Using posted next events removes the artificial delay and makes processing
fast in all cases.
Roman Arutyunyan [Thu, 28 Oct 2021 11:14:25 +0000 (14:14 +0300)]
Mp4: mp4_start_key_frame directive.
The directive enables including all frames from start time to the most recent
key frame in the result. Those frames are removed from presentation timeline
using mp4 edit lists.
Edit lists are currently supported by popular players and browsers such as
Chrome, Safari, QuickTime and ffmpeg. Among those not supporting them properly
is Firefox[1].
Based on a patch by Tracey Jaquith, Internet Archive.
The function updates the duration field of mdhd atom. Previously it was
updated in ngx_http_mp4_read_mdhd_atom(). The change makes it possible to
alter track duration as a result of processing track frames.

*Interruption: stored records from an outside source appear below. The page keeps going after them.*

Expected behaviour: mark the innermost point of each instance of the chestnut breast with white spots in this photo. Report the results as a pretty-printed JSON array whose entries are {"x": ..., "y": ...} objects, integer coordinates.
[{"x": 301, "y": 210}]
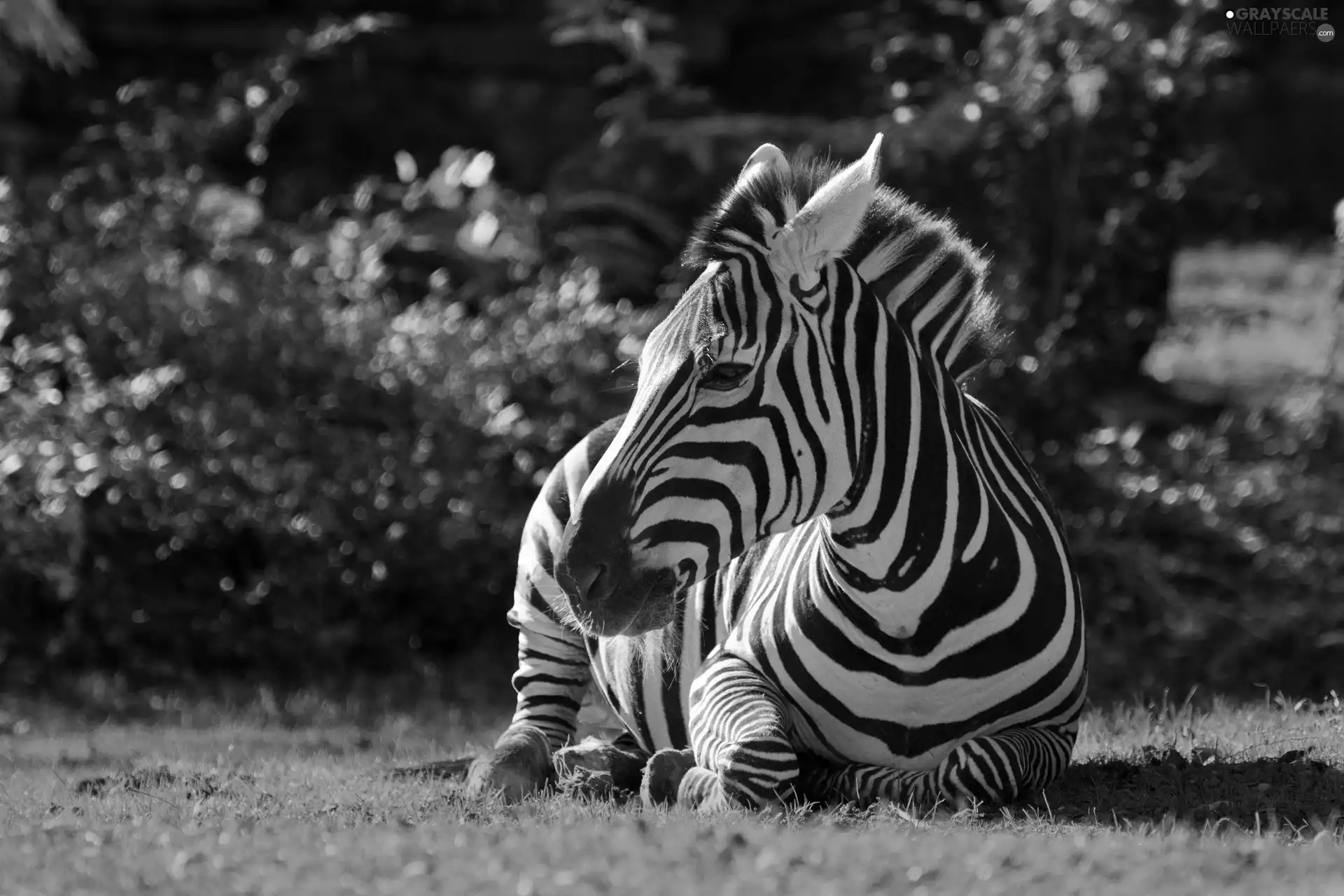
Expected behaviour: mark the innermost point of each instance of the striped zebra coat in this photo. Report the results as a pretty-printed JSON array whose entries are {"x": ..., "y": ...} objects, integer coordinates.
[{"x": 806, "y": 561}]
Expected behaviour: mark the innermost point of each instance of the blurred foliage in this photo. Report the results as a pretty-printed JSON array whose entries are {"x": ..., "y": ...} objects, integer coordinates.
[{"x": 234, "y": 444}]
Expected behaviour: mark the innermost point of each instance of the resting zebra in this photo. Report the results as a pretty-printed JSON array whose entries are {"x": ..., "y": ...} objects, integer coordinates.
[{"x": 806, "y": 561}]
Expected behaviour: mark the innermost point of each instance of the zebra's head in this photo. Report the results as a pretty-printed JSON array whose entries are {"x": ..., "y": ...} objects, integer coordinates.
[{"x": 749, "y": 402}]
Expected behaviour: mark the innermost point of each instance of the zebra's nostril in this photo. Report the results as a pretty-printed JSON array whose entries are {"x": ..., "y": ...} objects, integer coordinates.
[{"x": 589, "y": 580}]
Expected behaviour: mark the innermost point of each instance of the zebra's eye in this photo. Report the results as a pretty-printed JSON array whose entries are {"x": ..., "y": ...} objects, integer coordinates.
[{"x": 724, "y": 377}]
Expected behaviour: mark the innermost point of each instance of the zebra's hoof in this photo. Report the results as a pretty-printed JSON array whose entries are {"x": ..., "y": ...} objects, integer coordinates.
[
  {"x": 519, "y": 766},
  {"x": 663, "y": 777}
]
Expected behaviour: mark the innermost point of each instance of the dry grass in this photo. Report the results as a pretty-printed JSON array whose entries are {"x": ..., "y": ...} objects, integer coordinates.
[
  {"x": 1195, "y": 796},
  {"x": 1253, "y": 323},
  {"x": 1163, "y": 798}
]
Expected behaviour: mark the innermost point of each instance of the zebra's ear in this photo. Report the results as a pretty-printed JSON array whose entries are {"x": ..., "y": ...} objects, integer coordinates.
[
  {"x": 765, "y": 159},
  {"x": 830, "y": 220}
]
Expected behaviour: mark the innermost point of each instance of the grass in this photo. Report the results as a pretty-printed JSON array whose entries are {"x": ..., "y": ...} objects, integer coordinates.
[
  {"x": 1194, "y": 796},
  {"x": 1163, "y": 798}
]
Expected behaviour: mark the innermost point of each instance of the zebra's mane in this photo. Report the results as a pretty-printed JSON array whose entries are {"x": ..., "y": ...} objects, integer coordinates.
[{"x": 905, "y": 253}]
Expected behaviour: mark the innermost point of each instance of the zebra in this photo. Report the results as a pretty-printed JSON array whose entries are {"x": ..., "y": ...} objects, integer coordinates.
[{"x": 806, "y": 564}]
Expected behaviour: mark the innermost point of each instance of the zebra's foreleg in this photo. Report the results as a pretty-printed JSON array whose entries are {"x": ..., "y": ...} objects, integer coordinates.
[
  {"x": 993, "y": 769},
  {"x": 739, "y": 754},
  {"x": 601, "y": 769}
]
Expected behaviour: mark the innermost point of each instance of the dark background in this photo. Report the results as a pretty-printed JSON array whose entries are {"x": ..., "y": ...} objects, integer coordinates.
[{"x": 302, "y": 300}]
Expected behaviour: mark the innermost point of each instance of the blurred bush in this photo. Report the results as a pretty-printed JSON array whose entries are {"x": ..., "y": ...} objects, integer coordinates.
[
  {"x": 238, "y": 447},
  {"x": 234, "y": 444}
]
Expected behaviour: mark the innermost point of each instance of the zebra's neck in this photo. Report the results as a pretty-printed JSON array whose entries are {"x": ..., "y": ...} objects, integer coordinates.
[{"x": 891, "y": 545}]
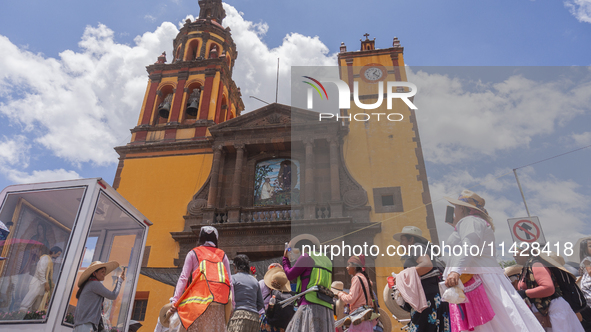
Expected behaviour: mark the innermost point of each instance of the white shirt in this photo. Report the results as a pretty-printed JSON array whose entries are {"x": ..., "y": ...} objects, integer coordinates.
[
  {"x": 472, "y": 231},
  {"x": 41, "y": 270}
]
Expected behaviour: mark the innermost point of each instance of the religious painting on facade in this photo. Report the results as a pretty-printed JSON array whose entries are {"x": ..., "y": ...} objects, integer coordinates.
[{"x": 277, "y": 182}]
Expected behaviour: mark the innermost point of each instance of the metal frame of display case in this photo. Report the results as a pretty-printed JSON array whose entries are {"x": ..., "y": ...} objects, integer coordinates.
[{"x": 73, "y": 251}]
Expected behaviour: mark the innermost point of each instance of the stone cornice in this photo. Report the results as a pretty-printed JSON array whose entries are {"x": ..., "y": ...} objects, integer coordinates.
[{"x": 164, "y": 146}]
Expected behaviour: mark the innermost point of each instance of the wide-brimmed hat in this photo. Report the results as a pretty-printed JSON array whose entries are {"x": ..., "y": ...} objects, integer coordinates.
[
  {"x": 412, "y": 231},
  {"x": 392, "y": 306},
  {"x": 470, "y": 199},
  {"x": 385, "y": 320},
  {"x": 513, "y": 270},
  {"x": 555, "y": 260},
  {"x": 276, "y": 279},
  {"x": 110, "y": 266},
  {"x": 337, "y": 286},
  {"x": 163, "y": 320},
  {"x": 302, "y": 237}
]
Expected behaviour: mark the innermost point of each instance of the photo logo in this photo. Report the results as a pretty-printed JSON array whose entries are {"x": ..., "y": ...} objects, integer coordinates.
[{"x": 392, "y": 93}]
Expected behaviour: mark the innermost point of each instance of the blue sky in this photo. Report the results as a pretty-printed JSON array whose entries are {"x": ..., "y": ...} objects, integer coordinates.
[{"x": 72, "y": 78}]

Roman Arutyunyan [Mon, 18 Oct 2021 11:48:11 +0000 (14:48 +0300)]
HTTP/3: send Stream Cancellation instruction.
As per quic-qpack-21:
When a stream is reset or reading is abandoned, the decoder emits a
Stream Cancellation instruction.
Previously the instruction was not sent. Now it's sent when closing QUIC
stream connection if dynamic table capacity is non-zero and eof was not
received from client. The latter condition means that a trailers section
may still be on its way from client and the stream needs to be cancelled.

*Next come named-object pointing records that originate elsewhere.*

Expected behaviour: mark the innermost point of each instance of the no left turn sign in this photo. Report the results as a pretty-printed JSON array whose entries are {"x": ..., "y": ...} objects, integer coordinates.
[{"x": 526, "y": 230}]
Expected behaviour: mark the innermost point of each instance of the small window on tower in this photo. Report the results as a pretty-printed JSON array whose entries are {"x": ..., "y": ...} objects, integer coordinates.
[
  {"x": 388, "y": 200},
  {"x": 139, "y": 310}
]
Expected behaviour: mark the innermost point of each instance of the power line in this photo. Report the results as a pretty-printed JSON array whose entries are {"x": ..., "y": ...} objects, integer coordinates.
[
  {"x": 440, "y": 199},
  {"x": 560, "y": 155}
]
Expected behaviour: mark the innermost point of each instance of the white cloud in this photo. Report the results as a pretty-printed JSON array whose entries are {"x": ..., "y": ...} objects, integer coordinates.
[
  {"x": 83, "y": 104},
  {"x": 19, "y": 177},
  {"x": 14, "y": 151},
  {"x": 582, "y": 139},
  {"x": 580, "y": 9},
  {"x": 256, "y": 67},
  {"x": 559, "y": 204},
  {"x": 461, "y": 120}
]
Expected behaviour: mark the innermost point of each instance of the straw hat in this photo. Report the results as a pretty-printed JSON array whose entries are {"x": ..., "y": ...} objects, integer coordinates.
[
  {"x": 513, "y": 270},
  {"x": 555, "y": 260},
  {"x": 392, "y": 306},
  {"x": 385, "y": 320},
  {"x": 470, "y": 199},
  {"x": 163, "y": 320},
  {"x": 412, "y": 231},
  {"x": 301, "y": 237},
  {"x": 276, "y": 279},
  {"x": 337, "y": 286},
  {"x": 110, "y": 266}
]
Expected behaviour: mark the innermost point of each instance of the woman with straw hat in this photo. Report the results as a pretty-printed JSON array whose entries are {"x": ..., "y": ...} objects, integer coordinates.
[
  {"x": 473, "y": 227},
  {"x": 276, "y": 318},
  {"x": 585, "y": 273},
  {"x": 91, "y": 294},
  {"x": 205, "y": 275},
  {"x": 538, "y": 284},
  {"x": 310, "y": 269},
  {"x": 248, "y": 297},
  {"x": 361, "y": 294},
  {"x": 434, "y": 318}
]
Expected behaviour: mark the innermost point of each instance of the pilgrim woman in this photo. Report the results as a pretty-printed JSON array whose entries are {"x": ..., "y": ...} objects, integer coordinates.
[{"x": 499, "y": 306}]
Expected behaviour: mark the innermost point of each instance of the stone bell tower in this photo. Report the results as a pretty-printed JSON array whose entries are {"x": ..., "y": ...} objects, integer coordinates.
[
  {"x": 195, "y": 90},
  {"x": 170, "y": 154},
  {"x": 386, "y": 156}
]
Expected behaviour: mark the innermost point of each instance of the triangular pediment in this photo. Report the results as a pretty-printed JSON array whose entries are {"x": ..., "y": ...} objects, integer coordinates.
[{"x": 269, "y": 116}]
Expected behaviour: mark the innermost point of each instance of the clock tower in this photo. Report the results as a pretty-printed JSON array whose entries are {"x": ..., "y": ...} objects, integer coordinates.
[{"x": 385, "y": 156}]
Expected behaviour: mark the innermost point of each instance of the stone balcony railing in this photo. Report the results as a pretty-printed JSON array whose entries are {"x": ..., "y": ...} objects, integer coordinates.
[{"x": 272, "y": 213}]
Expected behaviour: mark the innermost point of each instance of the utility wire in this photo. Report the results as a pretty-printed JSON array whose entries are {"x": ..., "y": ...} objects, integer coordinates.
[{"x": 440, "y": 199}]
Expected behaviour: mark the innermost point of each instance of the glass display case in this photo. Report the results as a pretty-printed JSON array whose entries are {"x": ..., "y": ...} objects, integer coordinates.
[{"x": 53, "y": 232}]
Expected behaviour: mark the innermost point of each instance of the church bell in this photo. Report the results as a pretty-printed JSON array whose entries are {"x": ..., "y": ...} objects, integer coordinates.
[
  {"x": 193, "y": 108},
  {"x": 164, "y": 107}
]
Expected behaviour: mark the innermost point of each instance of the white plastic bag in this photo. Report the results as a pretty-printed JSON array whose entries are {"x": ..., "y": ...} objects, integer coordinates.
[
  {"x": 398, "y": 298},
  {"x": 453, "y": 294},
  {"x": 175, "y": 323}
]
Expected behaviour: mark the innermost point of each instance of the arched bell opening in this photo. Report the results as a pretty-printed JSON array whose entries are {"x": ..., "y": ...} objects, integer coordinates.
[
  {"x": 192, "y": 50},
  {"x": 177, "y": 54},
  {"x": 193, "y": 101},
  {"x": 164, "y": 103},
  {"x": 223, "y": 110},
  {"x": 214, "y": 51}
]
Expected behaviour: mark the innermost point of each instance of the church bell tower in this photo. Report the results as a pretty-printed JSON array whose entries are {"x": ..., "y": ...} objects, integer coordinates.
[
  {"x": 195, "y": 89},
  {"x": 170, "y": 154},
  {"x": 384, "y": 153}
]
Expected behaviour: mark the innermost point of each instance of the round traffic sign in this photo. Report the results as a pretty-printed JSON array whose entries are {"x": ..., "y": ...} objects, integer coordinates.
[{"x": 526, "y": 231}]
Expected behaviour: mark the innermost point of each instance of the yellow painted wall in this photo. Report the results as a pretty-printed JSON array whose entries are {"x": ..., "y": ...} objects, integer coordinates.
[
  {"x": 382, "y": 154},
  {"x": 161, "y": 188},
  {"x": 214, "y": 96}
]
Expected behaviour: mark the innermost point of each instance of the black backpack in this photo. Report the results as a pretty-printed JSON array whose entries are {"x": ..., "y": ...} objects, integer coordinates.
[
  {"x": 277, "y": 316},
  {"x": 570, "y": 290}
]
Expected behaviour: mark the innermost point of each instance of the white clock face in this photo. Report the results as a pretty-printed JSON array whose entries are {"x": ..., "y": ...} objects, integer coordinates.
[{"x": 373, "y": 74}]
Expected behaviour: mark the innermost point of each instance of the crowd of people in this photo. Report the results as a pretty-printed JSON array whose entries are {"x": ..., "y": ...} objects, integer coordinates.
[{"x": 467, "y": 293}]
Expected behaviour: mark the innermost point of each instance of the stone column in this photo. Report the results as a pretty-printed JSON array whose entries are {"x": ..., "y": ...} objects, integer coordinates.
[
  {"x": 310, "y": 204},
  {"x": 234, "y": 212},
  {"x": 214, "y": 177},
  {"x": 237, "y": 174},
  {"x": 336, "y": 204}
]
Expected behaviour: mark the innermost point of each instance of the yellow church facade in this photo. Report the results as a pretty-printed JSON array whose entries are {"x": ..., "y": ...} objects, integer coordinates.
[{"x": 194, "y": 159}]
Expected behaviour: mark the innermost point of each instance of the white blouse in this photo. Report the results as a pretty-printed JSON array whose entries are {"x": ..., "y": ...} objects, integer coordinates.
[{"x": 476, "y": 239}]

Roman Arutyunyan [Mon, 18 Oct 2021 12:47:06 +0000 (15:47 +0300)]
HTTP/3: allowed QUIC stream connection reuse.
A QUIC stream connection is treated as reusable until first bytes of request
arrive, which is also when the request object is now allocated. A connection
closed as a result of draining, is reset with the error code
H3_REQUEST_REJECTED. Such behavior is allowed by quic-http-34:
Once a request stream has been opened, the request MAY be cancelled
by either endpoint. Clients cancel requests if the response is no
longer of interest; servers cancel requests if they are unable to or
choose not to respond.
When the server cancels a request without performing any application
processing, the request is considered "rejected." The server SHOULD
abort its response stream with the error code H3_REQUEST_REJECTED.
The client can treat requests rejected by the server as though they had
never been sent at all, thereby allowing them to be retried later.
Roman Arutyunyan [Mon, 18 Oct 2021 12:22:33 +0000 (15:22 +0300)]
HTTP/3: adjusted QUIC connection finalization.
When an HTTP/3 function returns an error in context of a QUIC stream, it's
this function's responsibility now to finalize the entire QUIC connection
with the right code, if required. Previously, QUIC connection finalization
could be done both outside and inside such functions. The new rule follows
a similar rule for logging, leads to cleaner code, and allows to provide more
details about the error.
While here, a few error cases are no longer treated as fatal and QUIC connection
is no longer finalized in these cases. A few other cases now lead to
stream reset instead of connection finalization.